I implemented some wip stuff, edit moved to https://github.com/mhsdesign/neos-development-collection/tree/feature/NodeIdentityDto-original-draft

Details

ala (my goal was to not have to keep track of the workspaces in the content graph projection)

final class ContentRepository
{
    public function getSubgraph(NodeIdentity $nodeIdentity, VisibilityConstraints $visibilityConstraints): ContentSubgraphInterface
    {
        if ($nodeIdentity->workspaceName instanceof DetachedWorkspaceName) {
            return $this->getContentGraph()->getSubgraph(
                $nodeIdentity->workspaceName->contentStreamId,
                $nodeIdentity->dimensionSpacePoint,
                $visibilityConstraints
            );
        }
        $workspace = $this->getWorkspaceFinder()->findOneByName($nodeIdentity->workspaceName);
        // ...


interface ContentGraphInterface extends ProjectionStateInterface
{
    public function getSubgraph(
        ContentStreamId|Workspace $contentStreamReference,
        DimensionSpacePoint $dimensionSpacePoint,
        VisibilityConstraints $visibilityConstraints
    ): ContentSubgraphInterface;


final readonly class NodeIdentity implements \JsonSerializable
{
    private function __construct(
        public ContentRepositoryId $contentRepositoryId,
        public WorkspaceName|DetachedWorkspaceName $workspaceName,
        public DimensionSpacePoint $dimensionSpacePoint,
        public NodeAggregateId $nodeAggregateId,
    ) {
    }


final class ContentSubgraph implements ContentSubgraphInterface
{
    // todo what if there was already a subgraph with runtime cache constructed and different / no workspace name?
    public function __construct(
        private readonly ContentRepositoryId $contentRepositoryId,
        private readonly ContentStreamId $contentStreamId,
        private readonly ?WorkspaceName $workspaceName,


final class NodeFactory
{
    public function __construct(
        private readonly ContentRepositoryId $contentRepositoryId,
        private readonly NodeTypeManager $nodeTypeManager,
        private readonly PropertyConverter $propertyConverter
    ) {
    }

    /**
     * @param array<string,string> $nodeRow Node Row from projection (<prefix>_node table)
     */
    public function mapNodeRowToNode(
        array $nodeRow,
        DimensionSpacePoint $dimensionSpacePoint,
        VisibilityConstraints $visibilityConstraints,
        ?WorkspaceName $workspaceName,
    ): Node {
        $nodeType = $this->nodeTypeManager->hasNodeType($nodeRow['nodetypename'])
            ? $this->nodeTypeManager->getNodeType($nodeRow['nodetypename'])
            : null;

        return Node::create(
            NodeIdentity::create(
                $this->contentRepositoryId,
                $workspaceName ?? DetachedWorkspaceName::fromContentStreamId(
                    ContentStreamId::fromString($nodeRow['contentstreamid'])
                ),
                $dimensionSpacePoint,
                NodeAggregateId::fromString($nodeRow['nodeaggregateid'])
            ),

@kitsunet
Copy link
Member

The VirtualWorkspaceName idea seems fine, I think that should cover most bases, I like it :)
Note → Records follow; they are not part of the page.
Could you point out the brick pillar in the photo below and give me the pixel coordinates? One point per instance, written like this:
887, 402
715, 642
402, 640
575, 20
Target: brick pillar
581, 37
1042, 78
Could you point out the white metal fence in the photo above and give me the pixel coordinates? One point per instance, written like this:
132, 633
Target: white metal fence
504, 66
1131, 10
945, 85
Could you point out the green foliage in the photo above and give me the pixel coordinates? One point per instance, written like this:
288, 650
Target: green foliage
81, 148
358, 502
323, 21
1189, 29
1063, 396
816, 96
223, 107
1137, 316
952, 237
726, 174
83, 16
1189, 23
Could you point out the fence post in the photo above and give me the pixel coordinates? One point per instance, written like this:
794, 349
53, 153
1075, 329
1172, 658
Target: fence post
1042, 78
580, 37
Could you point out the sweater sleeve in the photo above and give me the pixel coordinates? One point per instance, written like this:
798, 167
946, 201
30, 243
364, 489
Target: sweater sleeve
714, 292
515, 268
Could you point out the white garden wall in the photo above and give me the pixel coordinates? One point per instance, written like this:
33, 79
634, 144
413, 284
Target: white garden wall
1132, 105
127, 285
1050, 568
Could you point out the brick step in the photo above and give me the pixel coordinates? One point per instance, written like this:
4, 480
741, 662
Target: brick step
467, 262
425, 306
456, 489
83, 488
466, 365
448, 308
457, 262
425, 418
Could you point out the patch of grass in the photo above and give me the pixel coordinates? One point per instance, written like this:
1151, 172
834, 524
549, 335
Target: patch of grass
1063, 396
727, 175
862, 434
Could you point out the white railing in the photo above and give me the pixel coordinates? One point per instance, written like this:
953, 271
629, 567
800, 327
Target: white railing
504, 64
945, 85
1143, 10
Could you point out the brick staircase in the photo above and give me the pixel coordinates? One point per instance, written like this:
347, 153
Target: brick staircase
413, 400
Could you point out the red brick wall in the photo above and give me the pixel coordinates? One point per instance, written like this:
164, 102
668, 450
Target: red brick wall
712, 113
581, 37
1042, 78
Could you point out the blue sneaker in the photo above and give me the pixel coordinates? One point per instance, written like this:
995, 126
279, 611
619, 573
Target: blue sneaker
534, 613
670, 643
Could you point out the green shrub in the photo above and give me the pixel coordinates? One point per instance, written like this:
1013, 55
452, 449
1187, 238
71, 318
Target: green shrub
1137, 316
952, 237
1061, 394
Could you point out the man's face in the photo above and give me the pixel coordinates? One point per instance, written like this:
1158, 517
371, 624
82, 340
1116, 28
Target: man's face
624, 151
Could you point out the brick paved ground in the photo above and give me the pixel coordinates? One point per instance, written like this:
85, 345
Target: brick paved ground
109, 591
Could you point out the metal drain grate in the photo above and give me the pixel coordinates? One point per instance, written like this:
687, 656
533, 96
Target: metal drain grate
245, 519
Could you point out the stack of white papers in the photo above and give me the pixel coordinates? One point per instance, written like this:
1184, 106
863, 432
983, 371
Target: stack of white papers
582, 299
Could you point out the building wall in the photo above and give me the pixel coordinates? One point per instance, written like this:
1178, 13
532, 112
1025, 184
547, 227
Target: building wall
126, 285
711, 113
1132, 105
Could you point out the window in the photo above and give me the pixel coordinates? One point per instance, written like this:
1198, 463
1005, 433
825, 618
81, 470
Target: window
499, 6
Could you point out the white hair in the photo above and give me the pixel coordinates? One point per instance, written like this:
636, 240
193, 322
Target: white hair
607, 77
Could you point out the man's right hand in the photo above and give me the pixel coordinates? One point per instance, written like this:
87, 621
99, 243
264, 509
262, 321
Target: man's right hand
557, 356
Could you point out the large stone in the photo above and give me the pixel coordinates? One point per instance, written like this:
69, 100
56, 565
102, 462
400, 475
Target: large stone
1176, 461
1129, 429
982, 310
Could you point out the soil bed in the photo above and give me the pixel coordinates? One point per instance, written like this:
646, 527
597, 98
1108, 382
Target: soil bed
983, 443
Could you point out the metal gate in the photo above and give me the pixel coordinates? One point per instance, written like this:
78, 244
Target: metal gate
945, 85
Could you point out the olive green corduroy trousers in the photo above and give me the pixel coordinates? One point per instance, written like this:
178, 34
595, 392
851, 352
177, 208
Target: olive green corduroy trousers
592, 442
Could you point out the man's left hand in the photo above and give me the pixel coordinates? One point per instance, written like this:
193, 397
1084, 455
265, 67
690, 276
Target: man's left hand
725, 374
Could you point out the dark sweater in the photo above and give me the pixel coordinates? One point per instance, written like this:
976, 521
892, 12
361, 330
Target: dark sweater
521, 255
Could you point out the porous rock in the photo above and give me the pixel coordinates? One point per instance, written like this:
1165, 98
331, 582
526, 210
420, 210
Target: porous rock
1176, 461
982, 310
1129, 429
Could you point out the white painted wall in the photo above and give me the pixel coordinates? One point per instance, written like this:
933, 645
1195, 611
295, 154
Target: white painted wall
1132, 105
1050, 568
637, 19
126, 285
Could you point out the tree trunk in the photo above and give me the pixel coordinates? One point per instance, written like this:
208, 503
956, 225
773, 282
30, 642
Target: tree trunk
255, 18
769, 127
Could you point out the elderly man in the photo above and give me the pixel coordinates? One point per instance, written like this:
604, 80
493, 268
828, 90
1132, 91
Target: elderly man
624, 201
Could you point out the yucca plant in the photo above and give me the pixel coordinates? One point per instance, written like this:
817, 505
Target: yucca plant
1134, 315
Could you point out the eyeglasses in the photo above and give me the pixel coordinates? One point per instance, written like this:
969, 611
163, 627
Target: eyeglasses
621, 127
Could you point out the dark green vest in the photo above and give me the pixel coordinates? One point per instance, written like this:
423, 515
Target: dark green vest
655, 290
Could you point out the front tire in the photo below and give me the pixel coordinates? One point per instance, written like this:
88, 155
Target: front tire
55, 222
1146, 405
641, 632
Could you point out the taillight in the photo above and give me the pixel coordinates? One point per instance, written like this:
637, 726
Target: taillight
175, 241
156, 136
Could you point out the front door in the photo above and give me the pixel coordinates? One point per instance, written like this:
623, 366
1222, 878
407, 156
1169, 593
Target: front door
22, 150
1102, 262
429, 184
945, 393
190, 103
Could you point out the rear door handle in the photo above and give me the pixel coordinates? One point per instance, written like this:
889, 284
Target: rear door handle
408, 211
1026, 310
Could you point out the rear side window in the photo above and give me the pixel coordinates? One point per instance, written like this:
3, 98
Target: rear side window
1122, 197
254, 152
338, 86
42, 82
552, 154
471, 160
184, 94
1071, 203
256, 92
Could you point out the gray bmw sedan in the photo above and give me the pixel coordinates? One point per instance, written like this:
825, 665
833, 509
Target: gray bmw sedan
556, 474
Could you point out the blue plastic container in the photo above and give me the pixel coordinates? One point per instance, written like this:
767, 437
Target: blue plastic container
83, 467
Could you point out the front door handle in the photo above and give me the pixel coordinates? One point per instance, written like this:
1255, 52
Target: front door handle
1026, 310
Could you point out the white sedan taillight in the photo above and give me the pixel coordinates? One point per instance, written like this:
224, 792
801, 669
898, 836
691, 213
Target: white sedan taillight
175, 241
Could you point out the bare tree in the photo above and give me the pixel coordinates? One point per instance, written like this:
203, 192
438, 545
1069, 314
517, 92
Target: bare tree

Re the visibility constraints, IMHO it makes sense to know where exactly that node is from, to refer to other nodes, eg. if I get one of those nodes handed in userland code without them being available on the node I would need to pass that in parallel to not suddenly drop into a different visibility if I need a subtree for this node.

@bwaidelich
Copy link
Member

eg. if I get one of those nodes handed in userland code without them being available on the node I would need to pass that in parallel

IMO that would be the "better" way to solve this: To traverse the graph from a given node, you'd need the visibility constraints, too.
Merging those into the node read model for convenience blurs the responsibilities (e.g. whether they should be part of some caching identifier depends on the scenario).

But the usecase you describe is exactly why we would need it for now because the alternative would be to introduce the visibility constraints as some kind of context to the fusion runtime

@bwaidelich
Copy link
Member

Any update on this one?
It's one of the major outstandig changes AFAIR and it blocks some security related features.
Let me know if I can help!

@mhsdesign
Copy link
Member Author

Jup. #4790 should be merged first as i was about to adjust the node factory and was like wait a second, dont make it harder with the conflicts ;)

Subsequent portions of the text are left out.